Rational design of substituted tripyrrole peptides that complex with DNA by both selective minor-groove binding and electrostatic interaction with the phosphate backbone.

The structures of the compounds we call 3a, 3b, and 3c-compounds that incorporate (i) the tripyrrole peptide of the minor-groove-binding distamycin class of compounds and (ii) polyamine ligands that extend from the minor groove and can interact with phosphodiester bonds--were arrived at by computer-graphics designing by using the x-ray structure of distamycin A complexed in the minor groove of d(CGCAAATTTGCG)2. Compounds 3a, 3b, and 3c are elaborations of distamycin analog 2, designed for improved stability in solution and easier synthesis and purification, which itself binds weakly to DNA. Compounds 3a, 3b, and 3c have been synthesized, and the interaction of distamycin A, 2, 3a, 3b, and 3c with calf thymus DNA, poly(dA-dT), poly(dG-dC), poly(dI-dC), pBR322 superhelical plasmid DNA, and, in the case of 3b, T4 coliphage DNA have been studied.
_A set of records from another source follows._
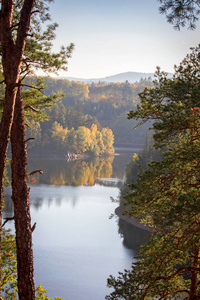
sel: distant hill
[58,72,172,83]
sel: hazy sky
[50,0,200,78]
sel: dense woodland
[0,0,200,300]
[24,77,153,156]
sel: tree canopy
[107,47,200,299]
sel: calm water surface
[4,151,149,300]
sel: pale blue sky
[50,0,200,78]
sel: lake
[3,149,149,300]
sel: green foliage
[51,122,114,155]
[158,0,200,29]
[39,77,153,143]
[107,47,200,300]
[1,228,17,299]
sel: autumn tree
[107,47,200,300]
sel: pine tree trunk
[11,87,35,300]
[190,247,199,300]
[0,0,35,296]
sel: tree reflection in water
[29,156,114,186]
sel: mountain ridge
[59,72,172,83]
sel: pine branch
[25,138,35,143]
[1,216,15,227]
[24,105,40,113]
[27,170,43,177]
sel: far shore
[115,206,153,232]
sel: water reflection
[29,157,114,186]
[28,153,136,187]
[4,151,153,300]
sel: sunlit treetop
[0,0,74,78]
[158,0,200,30]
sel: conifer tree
[0,0,73,300]
[106,47,200,300]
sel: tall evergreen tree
[107,47,200,300]
[0,0,73,300]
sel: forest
[24,77,153,157]
[0,0,200,300]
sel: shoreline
[115,206,154,232]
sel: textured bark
[11,87,35,300]
[0,0,35,296]
[189,247,200,300]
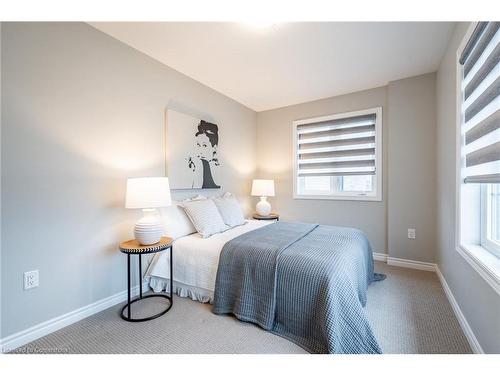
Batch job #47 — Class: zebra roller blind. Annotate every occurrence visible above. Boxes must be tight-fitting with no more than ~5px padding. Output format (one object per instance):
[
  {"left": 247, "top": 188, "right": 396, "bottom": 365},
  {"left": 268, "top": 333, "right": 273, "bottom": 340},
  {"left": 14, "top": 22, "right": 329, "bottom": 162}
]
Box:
[
  {"left": 459, "top": 22, "right": 500, "bottom": 183},
  {"left": 296, "top": 110, "right": 380, "bottom": 177}
]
The following pertinent conclusions can be drawn. Binding of 3a, 3b, and 3c occurs in the minor groove of DNA and, because of favorable electrostatic interaction of diprotonated polyamine side chains and DNA phosphodiester linkages, the tenacity of DNA binding and site specificity of 3a, 3b, and 3c are comparable to that of native distamycin A. 3b has been found to induce changes in the superhelical density of pBR322 plasmid DNA. The study establishes that the central pyrrole N-CH3 substituent of 2 can be replaced by bulky polyamine metal ligands to create any number of compounds that bind into the minor groove at A + T-rich sites and are putative catalysts for the hydrolysis of DNA.[1]